= Moral outsourcing =

Ethical decision-making process

Moral outsourcing is the placing of responsibility for ethical decision-making onto external entities, often algorithms. The term is often used in discussions of computer science and algorithmic fairness, but it can apply to any situation in which one appeals to outside agents in order to absolve themselves of responsibility for their actions. In this context, moral outsourcing specifically refers to the tendency of society to blame technology, rather than its creators or users, for any harm it may cause.

== Definition ==
The term "moral outsourcing" was first coined by Dr. Rumman Chowdhury, a data scientist concerned with the overlap between artificial intelligence and social issues. Chowdhury used the term to describe looming fears of a so-called “Fourth Industrial Revolution” following the rise of artificial intelligence.

Moral outsourcing is often applied by technologists to shrink away from their part in building offensive products. In her TED Talk, Chowdhury gives the example of a creator excusing their work by saying they were simply doing their job. This is a case of moral outsourcing and not taking ownership for the consequences of creation.

When it comes to AI, moral outsourcing allows for creators to decide when the machine is human and when it is a computer - shifting the blame and responsibility of moral plights off of the technologists and onto the technology. Conversations around AI and bias and its impacts require accountability to bring change. It is difficult to address these biased systems if their creators use moral outsourcing to avoid taking any responsibility for the issue.

One example of moral outsourcing is the anger that is directed at machines for “taking jobs away from humans” rather than companies for employing that technology and jeopardizing jobs in the first place.

The term "moral outsourcing" refers to the concept of outsourcing, or enlisting an external operation to complete specific work for another organization. In the case of moral outsourcing, the work of resolving moral dilemmas or making choices according to an ethical code is supposed to be conducted by another entity.
== Real-world applications ==
In the medical field, AI is increasingly involved in decision-making processes about which patients to treat, and how to treat them. The responsibility of the doctor to make informed decisions about what is best for their patients is outsourced to an algorithm. Sympathy is also noted to be an important part of medical practice; an aspect that artificial intelligence, glaringly, is missing. This form of moral outsourcing is a major concern in the medical community.

Another field of technology in which moral outsourcing is frequently brought up is autonomous vehicles. California Polytechnic State University professor Keith Abney proposed an example scenario: "Suppose we have some [troublemaking] teenagers, and they see an autonomous vehicle, they drive right at it. They know the autonomous vehicle will swerve off the road and go off a cliff, but should it?" The decision of whether to sacrifice the autonomous vehicle (and any passengers inside) or the vehicle coming at it will be written into the algorithms defining the car's behavior. In the case of moral outsourcing, the responsibility of any damage caused by an accident may be attributed to the autonomous vehicle itself, rather than the creators who wrote the protocol the vehicle will use to "decide" what to do.

Moral outsourcing is also used to delegate the consequences of predictive policing algorithms to technology, rather than the creators or the police. There are many ethical concerns with predictive policing due to the fact that it results in the over-policing of low income and minority communities. In the context of moral outsourcing, the positive feedback loop of sending disproportionate police forces into minority communities is attributed to the algorithm and the data being fed into this system--rather than the users and creators of the predictive policing technology.
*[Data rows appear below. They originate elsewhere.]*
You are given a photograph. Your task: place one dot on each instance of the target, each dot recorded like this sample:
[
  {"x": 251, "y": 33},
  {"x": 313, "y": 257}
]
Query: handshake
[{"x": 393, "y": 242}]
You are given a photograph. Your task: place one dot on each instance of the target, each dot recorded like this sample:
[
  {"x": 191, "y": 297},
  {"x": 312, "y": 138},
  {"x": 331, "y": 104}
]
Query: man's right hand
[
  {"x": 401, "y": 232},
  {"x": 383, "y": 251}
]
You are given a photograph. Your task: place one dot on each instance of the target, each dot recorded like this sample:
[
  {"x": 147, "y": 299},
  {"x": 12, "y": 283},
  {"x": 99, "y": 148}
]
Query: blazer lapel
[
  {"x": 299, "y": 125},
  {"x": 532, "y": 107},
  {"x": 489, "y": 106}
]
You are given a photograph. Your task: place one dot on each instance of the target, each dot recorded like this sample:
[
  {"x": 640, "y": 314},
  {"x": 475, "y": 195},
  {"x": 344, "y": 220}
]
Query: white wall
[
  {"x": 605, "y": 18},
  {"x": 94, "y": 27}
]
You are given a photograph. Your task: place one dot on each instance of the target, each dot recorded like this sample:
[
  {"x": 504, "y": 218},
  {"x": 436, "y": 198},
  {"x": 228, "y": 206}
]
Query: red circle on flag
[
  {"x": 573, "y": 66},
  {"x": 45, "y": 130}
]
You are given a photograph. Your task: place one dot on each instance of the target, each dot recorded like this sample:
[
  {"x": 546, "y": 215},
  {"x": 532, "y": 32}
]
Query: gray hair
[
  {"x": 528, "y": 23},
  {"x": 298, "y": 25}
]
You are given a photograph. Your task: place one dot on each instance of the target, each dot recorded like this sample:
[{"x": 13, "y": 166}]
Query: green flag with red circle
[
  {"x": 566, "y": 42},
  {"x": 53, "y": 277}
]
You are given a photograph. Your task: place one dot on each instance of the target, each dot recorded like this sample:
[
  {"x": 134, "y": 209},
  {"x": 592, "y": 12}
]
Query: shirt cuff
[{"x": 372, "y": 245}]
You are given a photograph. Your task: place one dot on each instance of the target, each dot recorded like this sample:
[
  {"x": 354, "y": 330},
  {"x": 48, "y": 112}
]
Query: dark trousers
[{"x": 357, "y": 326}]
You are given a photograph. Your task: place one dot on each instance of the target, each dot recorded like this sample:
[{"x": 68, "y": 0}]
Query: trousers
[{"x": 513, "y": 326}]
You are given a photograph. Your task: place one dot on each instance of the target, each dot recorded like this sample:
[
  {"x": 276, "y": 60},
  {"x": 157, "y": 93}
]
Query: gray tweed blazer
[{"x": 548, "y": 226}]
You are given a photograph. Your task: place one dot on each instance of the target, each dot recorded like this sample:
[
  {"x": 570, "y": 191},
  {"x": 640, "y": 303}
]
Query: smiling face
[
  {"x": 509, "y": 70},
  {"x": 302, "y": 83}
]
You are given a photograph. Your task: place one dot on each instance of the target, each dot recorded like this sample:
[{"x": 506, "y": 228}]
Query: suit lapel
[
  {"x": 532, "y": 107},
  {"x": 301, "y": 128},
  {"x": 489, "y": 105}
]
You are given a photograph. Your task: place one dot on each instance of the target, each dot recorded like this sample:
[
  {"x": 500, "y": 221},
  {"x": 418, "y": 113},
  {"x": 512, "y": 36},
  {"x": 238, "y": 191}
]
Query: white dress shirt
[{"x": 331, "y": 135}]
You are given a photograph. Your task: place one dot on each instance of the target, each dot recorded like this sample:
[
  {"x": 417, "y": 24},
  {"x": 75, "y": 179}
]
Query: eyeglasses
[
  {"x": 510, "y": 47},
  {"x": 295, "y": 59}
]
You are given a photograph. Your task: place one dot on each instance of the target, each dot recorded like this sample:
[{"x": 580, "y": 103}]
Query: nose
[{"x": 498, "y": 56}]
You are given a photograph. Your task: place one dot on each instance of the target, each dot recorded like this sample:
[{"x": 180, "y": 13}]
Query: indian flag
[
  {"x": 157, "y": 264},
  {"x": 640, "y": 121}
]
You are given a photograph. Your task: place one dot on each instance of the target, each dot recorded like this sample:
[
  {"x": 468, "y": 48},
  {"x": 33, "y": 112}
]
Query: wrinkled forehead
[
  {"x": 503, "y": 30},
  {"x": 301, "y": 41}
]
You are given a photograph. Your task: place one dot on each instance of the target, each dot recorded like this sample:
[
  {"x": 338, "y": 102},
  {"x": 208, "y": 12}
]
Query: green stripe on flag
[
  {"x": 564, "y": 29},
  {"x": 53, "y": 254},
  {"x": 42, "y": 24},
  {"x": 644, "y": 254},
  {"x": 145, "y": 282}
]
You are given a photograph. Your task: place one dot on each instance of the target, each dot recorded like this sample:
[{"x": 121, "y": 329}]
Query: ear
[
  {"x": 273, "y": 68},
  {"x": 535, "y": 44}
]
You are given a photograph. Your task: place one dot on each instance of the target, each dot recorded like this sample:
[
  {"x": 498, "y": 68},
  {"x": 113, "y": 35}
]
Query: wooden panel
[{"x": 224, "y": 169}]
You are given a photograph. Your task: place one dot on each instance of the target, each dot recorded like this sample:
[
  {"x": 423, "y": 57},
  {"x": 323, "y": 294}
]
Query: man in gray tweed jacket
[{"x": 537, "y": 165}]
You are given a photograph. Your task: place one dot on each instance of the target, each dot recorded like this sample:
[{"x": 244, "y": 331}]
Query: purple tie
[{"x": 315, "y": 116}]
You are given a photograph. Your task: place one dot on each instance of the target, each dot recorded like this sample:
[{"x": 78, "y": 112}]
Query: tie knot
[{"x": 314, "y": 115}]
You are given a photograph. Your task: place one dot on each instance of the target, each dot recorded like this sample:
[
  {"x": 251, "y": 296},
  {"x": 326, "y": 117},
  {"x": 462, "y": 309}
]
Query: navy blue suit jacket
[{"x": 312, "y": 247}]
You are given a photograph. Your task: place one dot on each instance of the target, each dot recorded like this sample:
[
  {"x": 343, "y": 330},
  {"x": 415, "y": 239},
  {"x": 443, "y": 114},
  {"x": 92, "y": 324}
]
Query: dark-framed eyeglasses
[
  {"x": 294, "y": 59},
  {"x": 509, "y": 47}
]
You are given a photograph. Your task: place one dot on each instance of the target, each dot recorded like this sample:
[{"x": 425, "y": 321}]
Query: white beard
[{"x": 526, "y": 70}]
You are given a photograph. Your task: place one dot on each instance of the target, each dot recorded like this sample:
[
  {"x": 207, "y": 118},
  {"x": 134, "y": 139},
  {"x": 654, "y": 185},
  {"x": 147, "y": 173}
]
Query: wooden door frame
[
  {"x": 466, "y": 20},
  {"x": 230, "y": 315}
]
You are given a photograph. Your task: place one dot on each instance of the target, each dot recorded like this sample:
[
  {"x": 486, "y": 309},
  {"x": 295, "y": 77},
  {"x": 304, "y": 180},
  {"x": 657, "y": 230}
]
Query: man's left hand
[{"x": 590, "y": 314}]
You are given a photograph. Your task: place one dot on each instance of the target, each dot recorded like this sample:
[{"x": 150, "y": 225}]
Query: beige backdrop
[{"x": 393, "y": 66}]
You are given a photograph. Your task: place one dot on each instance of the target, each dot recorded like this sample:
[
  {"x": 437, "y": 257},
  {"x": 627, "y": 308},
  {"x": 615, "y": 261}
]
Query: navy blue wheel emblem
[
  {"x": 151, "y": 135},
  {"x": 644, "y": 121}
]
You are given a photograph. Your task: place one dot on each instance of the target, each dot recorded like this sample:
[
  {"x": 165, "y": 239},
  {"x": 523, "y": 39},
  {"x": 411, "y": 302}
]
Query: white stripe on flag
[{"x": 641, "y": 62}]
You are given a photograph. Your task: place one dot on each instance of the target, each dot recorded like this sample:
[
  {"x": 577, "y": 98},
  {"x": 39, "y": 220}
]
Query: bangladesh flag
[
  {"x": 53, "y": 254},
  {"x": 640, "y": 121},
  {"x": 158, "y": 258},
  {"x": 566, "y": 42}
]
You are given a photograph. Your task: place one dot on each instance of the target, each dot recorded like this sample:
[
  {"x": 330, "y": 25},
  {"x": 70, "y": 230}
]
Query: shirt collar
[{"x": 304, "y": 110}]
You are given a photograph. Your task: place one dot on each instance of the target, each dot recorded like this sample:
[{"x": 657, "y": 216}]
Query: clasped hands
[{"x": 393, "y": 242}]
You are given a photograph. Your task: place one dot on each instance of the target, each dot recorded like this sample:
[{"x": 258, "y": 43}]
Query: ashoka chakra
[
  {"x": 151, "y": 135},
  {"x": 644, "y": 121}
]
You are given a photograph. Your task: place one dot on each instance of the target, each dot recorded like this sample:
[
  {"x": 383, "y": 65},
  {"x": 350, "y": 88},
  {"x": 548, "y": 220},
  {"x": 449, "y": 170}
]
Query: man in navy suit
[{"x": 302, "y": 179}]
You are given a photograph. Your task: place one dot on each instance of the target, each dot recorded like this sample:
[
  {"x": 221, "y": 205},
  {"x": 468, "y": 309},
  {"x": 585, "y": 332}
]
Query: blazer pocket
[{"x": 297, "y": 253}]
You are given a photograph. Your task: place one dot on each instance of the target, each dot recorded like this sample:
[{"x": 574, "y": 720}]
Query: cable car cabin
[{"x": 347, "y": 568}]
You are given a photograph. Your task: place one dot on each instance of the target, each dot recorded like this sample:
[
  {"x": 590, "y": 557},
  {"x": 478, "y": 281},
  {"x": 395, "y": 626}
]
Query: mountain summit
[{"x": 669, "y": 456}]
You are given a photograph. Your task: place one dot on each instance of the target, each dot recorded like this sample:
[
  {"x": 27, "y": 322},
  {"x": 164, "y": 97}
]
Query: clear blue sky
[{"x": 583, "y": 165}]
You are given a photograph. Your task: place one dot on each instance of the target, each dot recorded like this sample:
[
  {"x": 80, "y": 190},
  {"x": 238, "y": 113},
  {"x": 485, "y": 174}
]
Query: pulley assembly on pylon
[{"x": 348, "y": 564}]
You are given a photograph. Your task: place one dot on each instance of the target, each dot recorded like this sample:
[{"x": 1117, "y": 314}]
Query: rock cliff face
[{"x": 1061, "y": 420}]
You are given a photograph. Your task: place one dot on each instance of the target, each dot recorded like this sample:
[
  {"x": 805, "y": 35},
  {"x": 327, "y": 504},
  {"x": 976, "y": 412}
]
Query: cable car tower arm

== Outside of technology ==
=== Religion ===
Moral outsourcing is also commonly seen in appeals to religion to justify discrimination or harm. In his book What It Means to be Moral, sociologist Phil Zuckerman contradicts the popular religious notion that morality comes from God. Religion is oftentimes cited as a foundation for a moral stance without any tangible relation between the religious beliefs and personal stance. In these cases, religious individuals will "outsource" their personal beliefs and opinions by claiming that they are a result of their religious identification. This is seen where religion is cited as a factor for political beliefs, medical beliefs, and in extreme cases an excuse for violence.

=== Manufacturing ===
Moral outsourcing can also be seen in the business world in terms of manufacturing goods and avoiding environmental responsibility. Some companies in the United States will move their production process to foreign countries with more relaxed environmental policies to avoid the pollution laws that exist in the US. A study by the Harvard Business Review found that "in countries with tight environmental regulation, companies have 29% lower domestic emissions on average. On the other hand, such a tightening in regulation results in 43% higher emissions abroad." The consequences of higher pollution rates are then attributed to the loose regulations in these countries, rather than on the companies themselves who purposefully moved into these areas to avoid strict pollution policy.